Библиотека литературы США
Шрифт:
Иногда я брала предпоследнего — двухлетнего — младенца Аннетье и везла его в коляске через сад, ветви которого покрылись бледно-зелеными побегами, и немного дальше по проулку. Потом я сворачивала в другой, еще более узкий проулок, более гладкий потому, что почти непроезжий, и мы медленно двигались между двумя рядами тутовых деревьев, с которых уже свисало что-то вроде волосатых зеленых гусениц. Ребенок сидел, укутанный во фланель и пестрый ситец, его раскосые голубые глаза сияли из-под чепца, а лучезарная улыбка обнаруживала два нижних зуба. Иной раз другие дети тихо шли за нами. Когда я поворачивала назад, они тоже послушно поворачивали, и мы возвращались к дому так же степенно, как пускались в путь.
Узкий проулок вел к реке, и мне нравилось гулять здесь. Почти каждый день я шла по опушке голого леса, жадно высматривая признаки весны. Как ни малы, как ни постепенны были перемены, а все же однажды я заметила, что ветви ивы и ежевичные побеги разом покрылись мелкими зелеными точечками;
Так оно и случилось. В тот день я задержалась на речке до темноты и шла домой по болотам; совы и козодои кричали у меня над головой странным нестройным хором, и где-то далеко-далеко им отвечало смутное эхо. В саду все деревья расцвели светлячками. Я остановилась и, пораженная, долго любовалась ими, потом медленно двинулась дальше — ничего прекраснее мне никогда не приходилось видеть. Деревья только что зацвели, и под тонким покровом ночи на неподвижных ветвях гроздья цветов дрожали в беззвучном танце слегка раскачивающегося света, кружились воздушно, как листья под легким ветерком, и размеренно, как вода в фонтане. Каждое дерево расцвело этими живыми пульсирующими огоньками, неверными и холодными, точно пузырьки на воде. Когда я открывала калитку, руки мои тоже светились отблесками фосфорического сияния. Я обернулась — золотистое мерцание не исчезло, это был не сон.

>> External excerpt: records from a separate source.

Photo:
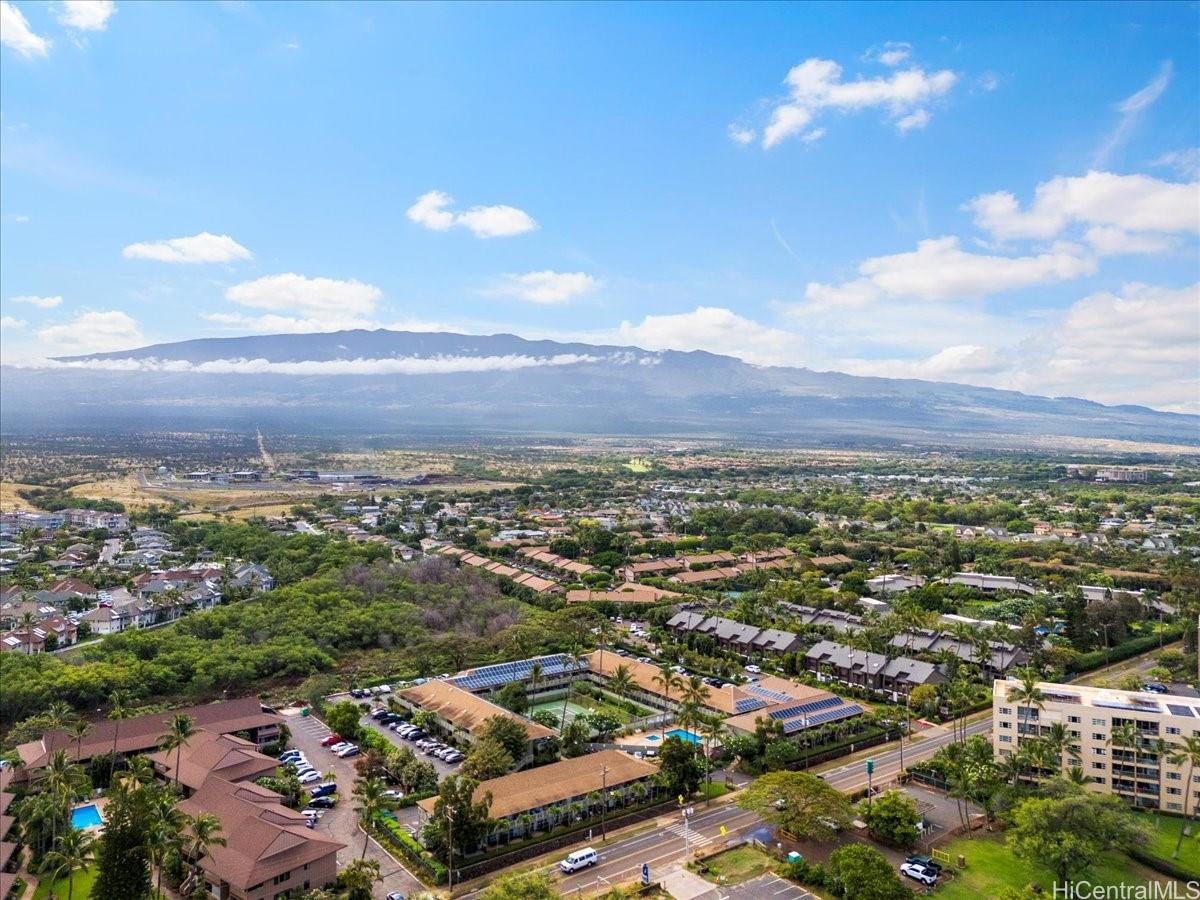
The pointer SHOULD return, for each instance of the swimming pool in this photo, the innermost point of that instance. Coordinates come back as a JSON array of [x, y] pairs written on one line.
[[85, 816]]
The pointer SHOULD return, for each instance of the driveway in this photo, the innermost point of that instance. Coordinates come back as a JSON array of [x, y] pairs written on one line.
[[341, 822]]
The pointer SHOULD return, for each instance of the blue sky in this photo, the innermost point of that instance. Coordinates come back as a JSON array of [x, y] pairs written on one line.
[[1000, 195]]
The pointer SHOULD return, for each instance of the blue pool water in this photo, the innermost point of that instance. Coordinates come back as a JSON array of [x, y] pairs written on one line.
[[85, 816]]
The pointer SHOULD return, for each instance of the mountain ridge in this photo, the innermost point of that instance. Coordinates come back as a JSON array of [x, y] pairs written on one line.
[[504, 382]]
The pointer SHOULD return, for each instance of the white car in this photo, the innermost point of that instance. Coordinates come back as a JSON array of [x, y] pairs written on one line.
[[918, 873]]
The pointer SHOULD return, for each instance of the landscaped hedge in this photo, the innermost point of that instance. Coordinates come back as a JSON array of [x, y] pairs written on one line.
[[408, 846], [1095, 659]]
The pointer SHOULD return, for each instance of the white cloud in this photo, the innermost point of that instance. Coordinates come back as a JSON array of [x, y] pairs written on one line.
[[432, 211], [1109, 240], [893, 53], [717, 330], [1135, 203], [85, 15], [41, 303], [1186, 162], [941, 270], [816, 85], [202, 247], [547, 287], [360, 366], [1131, 109], [91, 333], [917, 119], [741, 135], [16, 34], [325, 300], [1137, 346]]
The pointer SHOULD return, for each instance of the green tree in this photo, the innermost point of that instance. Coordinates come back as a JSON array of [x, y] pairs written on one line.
[[892, 817], [523, 886], [73, 852], [799, 803], [179, 732], [359, 879], [343, 719], [507, 732], [487, 760], [864, 874], [1069, 829]]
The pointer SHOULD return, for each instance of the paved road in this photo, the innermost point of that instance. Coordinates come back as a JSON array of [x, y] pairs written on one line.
[[341, 822], [852, 777]]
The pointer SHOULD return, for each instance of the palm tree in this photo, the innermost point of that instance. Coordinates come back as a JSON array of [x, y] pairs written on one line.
[[571, 660], [370, 795], [713, 731], [667, 681], [77, 731], [165, 831], [179, 732], [118, 711], [622, 681], [1027, 696], [1186, 753], [72, 852]]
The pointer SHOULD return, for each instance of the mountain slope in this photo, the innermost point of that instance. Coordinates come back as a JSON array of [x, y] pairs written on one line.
[[399, 382]]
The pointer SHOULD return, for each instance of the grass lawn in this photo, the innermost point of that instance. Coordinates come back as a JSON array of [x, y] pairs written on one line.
[[737, 865], [993, 869], [82, 888], [1163, 838]]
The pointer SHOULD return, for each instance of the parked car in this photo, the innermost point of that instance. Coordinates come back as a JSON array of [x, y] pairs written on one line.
[[918, 873], [580, 859]]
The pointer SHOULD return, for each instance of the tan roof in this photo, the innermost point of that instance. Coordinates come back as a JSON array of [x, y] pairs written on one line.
[[210, 754], [624, 594], [558, 781], [463, 708], [263, 838], [144, 732]]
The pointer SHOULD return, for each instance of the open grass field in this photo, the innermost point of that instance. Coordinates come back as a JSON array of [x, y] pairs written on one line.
[[1163, 838], [81, 887], [736, 865], [994, 869]]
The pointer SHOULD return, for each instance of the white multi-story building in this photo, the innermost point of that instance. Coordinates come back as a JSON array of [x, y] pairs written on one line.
[[1091, 714]]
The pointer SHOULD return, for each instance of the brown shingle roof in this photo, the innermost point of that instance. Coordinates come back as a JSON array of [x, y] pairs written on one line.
[[558, 781], [463, 708]]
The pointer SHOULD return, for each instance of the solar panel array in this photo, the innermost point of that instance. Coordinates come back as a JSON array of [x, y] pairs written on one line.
[[769, 694], [841, 712], [748, 705], [485, 677], [804, 708]]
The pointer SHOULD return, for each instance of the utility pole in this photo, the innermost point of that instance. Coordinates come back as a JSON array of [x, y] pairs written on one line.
[[604, 804]]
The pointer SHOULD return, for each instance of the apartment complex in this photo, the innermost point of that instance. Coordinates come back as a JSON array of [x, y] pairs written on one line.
[[1091, 715]]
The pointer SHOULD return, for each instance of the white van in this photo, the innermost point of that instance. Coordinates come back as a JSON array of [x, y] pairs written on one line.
[[580, 859]]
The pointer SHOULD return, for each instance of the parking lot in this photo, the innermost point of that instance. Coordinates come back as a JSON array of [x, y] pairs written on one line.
[[341, 822]]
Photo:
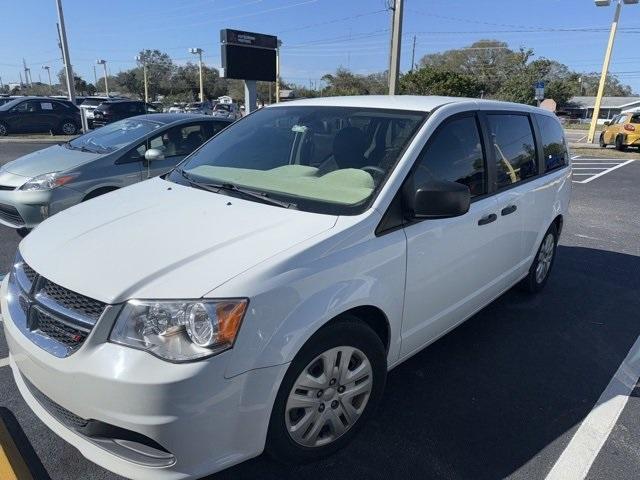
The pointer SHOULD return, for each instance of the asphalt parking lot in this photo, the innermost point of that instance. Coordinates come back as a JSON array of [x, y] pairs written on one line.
[[509, 394]]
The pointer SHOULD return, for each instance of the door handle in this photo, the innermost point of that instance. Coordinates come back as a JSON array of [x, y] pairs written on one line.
[[488, 219], [508, 210]]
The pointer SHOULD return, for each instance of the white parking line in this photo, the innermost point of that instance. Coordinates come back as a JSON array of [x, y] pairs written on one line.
[[576, 460], [607, 171]]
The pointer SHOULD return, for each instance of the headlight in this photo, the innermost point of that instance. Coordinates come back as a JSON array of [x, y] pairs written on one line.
[[179, 331], [48, 181]]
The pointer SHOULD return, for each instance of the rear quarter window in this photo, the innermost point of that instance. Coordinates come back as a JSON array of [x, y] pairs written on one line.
[[553, 143]]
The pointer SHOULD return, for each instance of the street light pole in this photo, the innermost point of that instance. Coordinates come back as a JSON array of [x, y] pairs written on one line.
[[198, 51], [607, 61], [396, 38], [140, 59], [71, 88], [104, 66], [48, 69], [278, 71]]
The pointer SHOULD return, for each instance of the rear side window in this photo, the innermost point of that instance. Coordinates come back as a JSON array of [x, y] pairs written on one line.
[[553, 143], [514, 148], [454, 154]]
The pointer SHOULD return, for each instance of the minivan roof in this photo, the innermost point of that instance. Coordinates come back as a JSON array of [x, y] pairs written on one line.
[[404, 102]]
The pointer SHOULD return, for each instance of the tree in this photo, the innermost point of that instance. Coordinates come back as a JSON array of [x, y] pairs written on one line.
[[433, 81], [344, 82]]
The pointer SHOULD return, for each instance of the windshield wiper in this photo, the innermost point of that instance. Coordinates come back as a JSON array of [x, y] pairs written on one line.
[[231, 187]]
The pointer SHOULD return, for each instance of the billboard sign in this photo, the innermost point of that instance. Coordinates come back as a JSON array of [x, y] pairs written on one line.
[[248, 55]]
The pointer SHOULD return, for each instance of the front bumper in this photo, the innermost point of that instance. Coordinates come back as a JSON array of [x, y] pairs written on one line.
[[24, 209], [206, 421]]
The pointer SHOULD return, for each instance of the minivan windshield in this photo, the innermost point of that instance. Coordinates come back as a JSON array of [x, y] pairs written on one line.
[[322, 159], [113, 136]]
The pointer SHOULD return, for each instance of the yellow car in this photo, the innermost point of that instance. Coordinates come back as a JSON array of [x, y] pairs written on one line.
[[622, 131]]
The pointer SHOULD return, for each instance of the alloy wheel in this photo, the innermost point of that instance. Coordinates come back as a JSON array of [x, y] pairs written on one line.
[[329, 396], [545, 256]]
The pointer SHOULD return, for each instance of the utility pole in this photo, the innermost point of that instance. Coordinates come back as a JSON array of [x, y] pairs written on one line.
[[413, 54], [141, 59], [278, 71], [48, 69], [106, 83], [198, 51], [396, 38], [65, 54], [607, 61]]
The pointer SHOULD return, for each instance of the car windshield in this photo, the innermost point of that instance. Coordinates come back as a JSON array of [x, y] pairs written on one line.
[[11, 104], [113, 136], [322, 159]]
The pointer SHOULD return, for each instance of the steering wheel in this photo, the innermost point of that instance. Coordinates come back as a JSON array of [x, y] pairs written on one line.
[[376, 172]]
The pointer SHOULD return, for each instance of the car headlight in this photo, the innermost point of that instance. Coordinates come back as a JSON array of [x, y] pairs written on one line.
[[179, 331], [48, 181]]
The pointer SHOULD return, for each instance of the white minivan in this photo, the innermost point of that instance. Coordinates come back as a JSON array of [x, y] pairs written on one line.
[[255, 297]]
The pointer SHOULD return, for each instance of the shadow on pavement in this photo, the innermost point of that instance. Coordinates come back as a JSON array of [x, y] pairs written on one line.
[[500, 391]]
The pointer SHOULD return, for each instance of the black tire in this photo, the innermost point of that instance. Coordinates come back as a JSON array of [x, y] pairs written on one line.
[[68, 127], [619, 145], [351, 332], [532, 283]]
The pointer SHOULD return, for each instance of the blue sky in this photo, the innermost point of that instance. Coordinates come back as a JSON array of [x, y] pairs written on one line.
[[317, 35]]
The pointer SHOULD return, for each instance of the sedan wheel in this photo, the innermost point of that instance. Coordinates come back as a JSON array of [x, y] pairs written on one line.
[[329, 396]]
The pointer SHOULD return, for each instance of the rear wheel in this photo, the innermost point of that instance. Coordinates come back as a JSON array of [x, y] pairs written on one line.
[[541, 267], [331, 388]]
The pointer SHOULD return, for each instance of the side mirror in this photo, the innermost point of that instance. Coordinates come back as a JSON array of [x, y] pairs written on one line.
[[436, 199], [153, 154]]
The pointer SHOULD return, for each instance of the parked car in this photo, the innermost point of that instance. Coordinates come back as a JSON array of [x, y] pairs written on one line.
[[202, 108], [44, 182], [39, 115], [255, 297], [90, 104], [622, 131], [227, 110], [114, 110], [177, 107]]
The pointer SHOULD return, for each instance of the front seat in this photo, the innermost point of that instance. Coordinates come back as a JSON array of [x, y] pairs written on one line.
[[349, 146]]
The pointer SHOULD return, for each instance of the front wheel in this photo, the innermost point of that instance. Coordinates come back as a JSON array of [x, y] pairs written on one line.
[[332, 386], [541, 267], [619, 144]]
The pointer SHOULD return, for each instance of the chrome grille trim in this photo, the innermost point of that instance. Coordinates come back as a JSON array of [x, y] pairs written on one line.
[[56, 319]]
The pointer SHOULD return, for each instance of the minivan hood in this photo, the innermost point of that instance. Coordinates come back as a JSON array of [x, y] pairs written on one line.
[[52, 159], [158, 239]]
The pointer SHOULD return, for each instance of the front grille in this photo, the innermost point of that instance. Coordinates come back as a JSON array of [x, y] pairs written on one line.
[[60, 413], [86, 306], [29, 272], [55, 318], [10, 214], [57, 329]]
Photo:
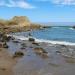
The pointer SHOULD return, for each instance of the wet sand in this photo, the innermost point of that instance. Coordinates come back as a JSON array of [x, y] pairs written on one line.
[[56, 63]]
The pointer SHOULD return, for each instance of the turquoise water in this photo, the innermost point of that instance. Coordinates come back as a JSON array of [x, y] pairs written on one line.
[[66, 34]]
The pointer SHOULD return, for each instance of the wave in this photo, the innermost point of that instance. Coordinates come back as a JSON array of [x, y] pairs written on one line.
[[42, 40]]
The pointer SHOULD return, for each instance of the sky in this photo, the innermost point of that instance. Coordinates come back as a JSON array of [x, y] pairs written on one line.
[[39, 10]]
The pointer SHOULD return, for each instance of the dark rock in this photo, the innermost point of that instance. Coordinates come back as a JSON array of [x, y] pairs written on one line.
[[40, 51], [35, 43], [18, 54]]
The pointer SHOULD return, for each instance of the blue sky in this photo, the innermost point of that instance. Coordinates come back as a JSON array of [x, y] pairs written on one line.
[[39, 10]]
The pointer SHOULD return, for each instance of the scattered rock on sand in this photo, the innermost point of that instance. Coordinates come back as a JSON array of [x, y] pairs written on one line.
[[31, 39], [18, 54], [35, 43], [41, 51]]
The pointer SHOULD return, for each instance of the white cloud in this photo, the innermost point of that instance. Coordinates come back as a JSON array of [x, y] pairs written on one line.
[[64, 2], [15, 3], [60, 2]]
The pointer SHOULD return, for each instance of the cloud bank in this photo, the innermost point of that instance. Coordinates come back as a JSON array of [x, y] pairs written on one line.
[[60, 2], [16, 3]]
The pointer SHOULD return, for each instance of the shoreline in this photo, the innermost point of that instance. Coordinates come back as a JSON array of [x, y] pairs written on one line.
[[42, 40]]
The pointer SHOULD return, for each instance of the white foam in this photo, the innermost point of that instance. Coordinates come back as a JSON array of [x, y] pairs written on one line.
[[42, 40]]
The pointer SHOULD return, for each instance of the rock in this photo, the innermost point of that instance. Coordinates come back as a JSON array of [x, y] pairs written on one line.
[[15, 41], [5, 45], [18, 54], [40, 51], [31, 39], [35, 43], [73, 27]]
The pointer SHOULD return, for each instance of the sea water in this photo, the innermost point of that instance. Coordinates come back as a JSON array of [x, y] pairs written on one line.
[[54, 35]]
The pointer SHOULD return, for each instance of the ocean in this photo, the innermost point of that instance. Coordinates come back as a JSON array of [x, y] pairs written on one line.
[[55, 35]]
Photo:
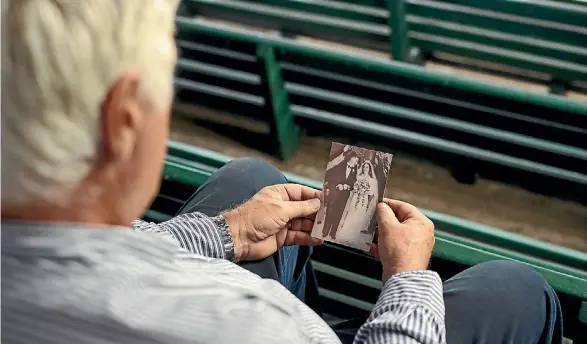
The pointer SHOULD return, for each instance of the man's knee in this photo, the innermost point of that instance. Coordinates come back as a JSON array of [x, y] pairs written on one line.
[[518, 275], [503, 285], [260, 172], [496, 300]]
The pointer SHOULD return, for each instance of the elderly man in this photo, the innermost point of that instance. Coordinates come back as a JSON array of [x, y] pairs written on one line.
[[86, 94]]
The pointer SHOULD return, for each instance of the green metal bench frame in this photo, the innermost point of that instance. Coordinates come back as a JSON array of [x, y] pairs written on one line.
[[457, 240], [549, 37], [281, 113]]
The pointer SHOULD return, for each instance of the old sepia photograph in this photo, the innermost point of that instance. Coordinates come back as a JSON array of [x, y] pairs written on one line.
[[354, 183]]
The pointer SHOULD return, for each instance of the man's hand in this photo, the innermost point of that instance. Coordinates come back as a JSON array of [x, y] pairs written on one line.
[[406, 238], [276, 216]]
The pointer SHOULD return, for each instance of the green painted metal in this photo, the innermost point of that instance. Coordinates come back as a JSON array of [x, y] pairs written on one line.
[[457, 240], [333, 9], [441, 144], [292, 20], [284, 132], [388, 67], [542, 36], [433, 119], [399, 35], [583, 312]]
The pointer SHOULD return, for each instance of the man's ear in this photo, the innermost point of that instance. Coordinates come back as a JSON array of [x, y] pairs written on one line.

В столовой Хэтси на коленях мыла тяжелой тряпкой пол. Она всегда его мыла поздно вечером, чтобы мужчины своими тяжелыми сапогами не наследили и утром пол был безукоризненно чист. Повернув ко мне молодое, оцепеневшее от усталости лицо, она громко позвала: — Оттилия! Оттилия! — И не успела я открыть рот, как она сказала: — Оттилия покормит вас ужином. Все готово, ждет вас. — Я попыталась возразить, что не голодна, но она настаивала: — Нужно есть. Немного раньше, немного позже — не беда. — Она села на корточки и, подняв голову, глянула за окно, в сад. Улыбнулась, помолчала и сказала весело: — Вот и весна пришла. У нас каждую весну так бывает. — И снова нагнулась, окуная тряпку в большое ведро с водой.
Калека служанка, едва не падая на скользком полу, принесла мне тарелку чечевицы с сосисками и рубленую красную капусту. Все было горячее, вкусное, и я взглянула на нее с искренней благодарностью — оказывается, я проголодалась. Так, значит, ее зовут Оттилия? Я сказала: — Спасибо! — Она не может говорить. — Хэтси сообщила об этом как о чем-то обыденном. Измятое темное лицо Оттилии не было ни старым, ни молодым, просто его вдоль и поперек бороздили морщины, не имеющие отношения ни к возрасту, ни к страданиям; обыкновенные морщины, бесформенные, потемневшие — словно бренную плоть скомкал безжалостный кулак. Но и на этом изуродованном лице я увидела те же выступающие скулы и косую прорезь бледно-голубых глаз; зрачки были огромные, напряженно-тревожные, будто она заглядывала в пугающую тьму. Повернувшись, Оттилия сильно ударилась о стол — ее иссохшие руки ходили ходуном, согнутая спина дрожала — и с бессмысленной поспешностью, словно за ней гнались, бросилась вон из комнаты.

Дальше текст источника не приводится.